DCISO: Automation is increasing in every sphere. Cybersecurity is also experimenting with futuristic technologies like Artificial Intelligence and Machine Learning. Do you think extreme automation can be a potential threat to the jobs of cyber-security professionals?
GH: It’s the opposite. AI/ML will enhance many cybersecurity operations. At the moment, these technologies are matured enough to take away the jobs. I see these technologies being incorporated into more security products and platforms to manage the massive amounts of data that security teams review for anomalous behavior. Coupled with threat intelligence, these technologies can do reviews quickly, allowing teams to focus on anomalous behaviors that need to be investigated in real-time and enable teams to better manage incident response operations.
To me, AI/ML are currently technologies that I will leverage to build resilience into my operations. Having said that as I have been doing this for the last two years at Webroot, I have been hiring more people not less. The jobs they do are different. There is more focus on scripting and connecting technologies in the security stack to share data and automate responses to a specific level for human decision/intervention. As a result, many of our manual procedures are getting automated but this opens new services and new maintenance requirements for my team members. So, I don’t see job losses; I see jobs maturing.

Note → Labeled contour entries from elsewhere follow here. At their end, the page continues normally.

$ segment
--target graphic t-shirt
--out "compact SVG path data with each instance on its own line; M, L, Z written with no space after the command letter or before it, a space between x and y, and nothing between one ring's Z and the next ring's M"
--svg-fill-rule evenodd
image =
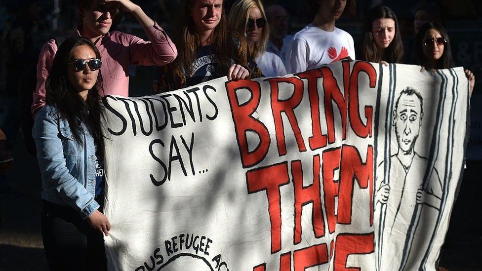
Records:
M195 85L226 75L218 62L212 45L203 46L198 52L193 63L193 73L186 78L187 85Z
M104 194L104 157L95 152L95 196Z
M288 73L304 72L349 56L355 59L353 38L335 28L329 32L310 24L296 33L286 50Z

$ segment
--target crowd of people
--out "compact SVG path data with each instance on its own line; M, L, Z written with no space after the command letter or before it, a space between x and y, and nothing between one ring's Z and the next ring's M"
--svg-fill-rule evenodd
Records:
M184 1L173 17L179 20L177 29L168 35L130 0L77 0L79 20L73 34L49 40L38 59L22 55L22 48L10 50L2 62L0 175L11 167L19 112L25 111L9 91L34 89L22 92L23 97L32 95L31 115L23 118L22 128L26 144L29 136L35 141L31 151L41 171L41 231L51 270L72 263L79 270L106 268L103 234L108 235L111 226L102 213L103 176L96 174L102 172L103 146L98 100L109 94L128 96L131 65L155 67L154 93L224 76L282 76L342 59L416 64L421 72L455 66L447 32L427 6L417 10L416 36L405 39L404 44L395 13L384 5L371 8L363 24L362 54L357 56L352 35L336 27L344 14L356 12L355 0L308 0L314 19L294 36L288 35L289 15L279 4L237 0L228 14L223 2ZM35 11L29 12L33 16ZM148 40L111 30L122 12L133 15ZM23 22L28 21L26 16ZM2 53L17 35L14 30L4 33ZM18 75L8 74L10 64L18 66L21 57L29 58L19 68L30 72L25 76L36 74L33 86L23 86ZM471 94L475 77L465 72ZM13 82L6 80L9 76L16 77Z

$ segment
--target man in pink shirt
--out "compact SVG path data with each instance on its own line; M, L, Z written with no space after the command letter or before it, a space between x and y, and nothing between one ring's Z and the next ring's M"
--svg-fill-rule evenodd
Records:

DCISO: What are your top 5 recommendations for CISOs for next year?
GH: My top 5 recommendations are as follows:
Collaborate: Don’t be afraid to reach out to your peers for help.
Have the Basic Cyber Hygiene: Follow best practices continuously and make it a habit so that it is ingrained into how the security teams operate.
Select a Framework: Select an industry framework to measure your risk and maturity as a security program.
Develop Metrics: Once you have a framework in place, you need to continuously measure where you are at and changes you may need to incorporate. Don’t be afraid of how you score; use it to get better and tell a value story.
Revenue Enhancement: It is hard to measure cybersecurity’s value to a business. Focus your security team and a service team that provides risk management to your departments. Use metrics to measure the reduction in risk and the provisioning of new services for business units to be competitive. Your job, as CISO, is to be a business partner and help enhance revenue operations by protecting the organization as it seeks to be innovative.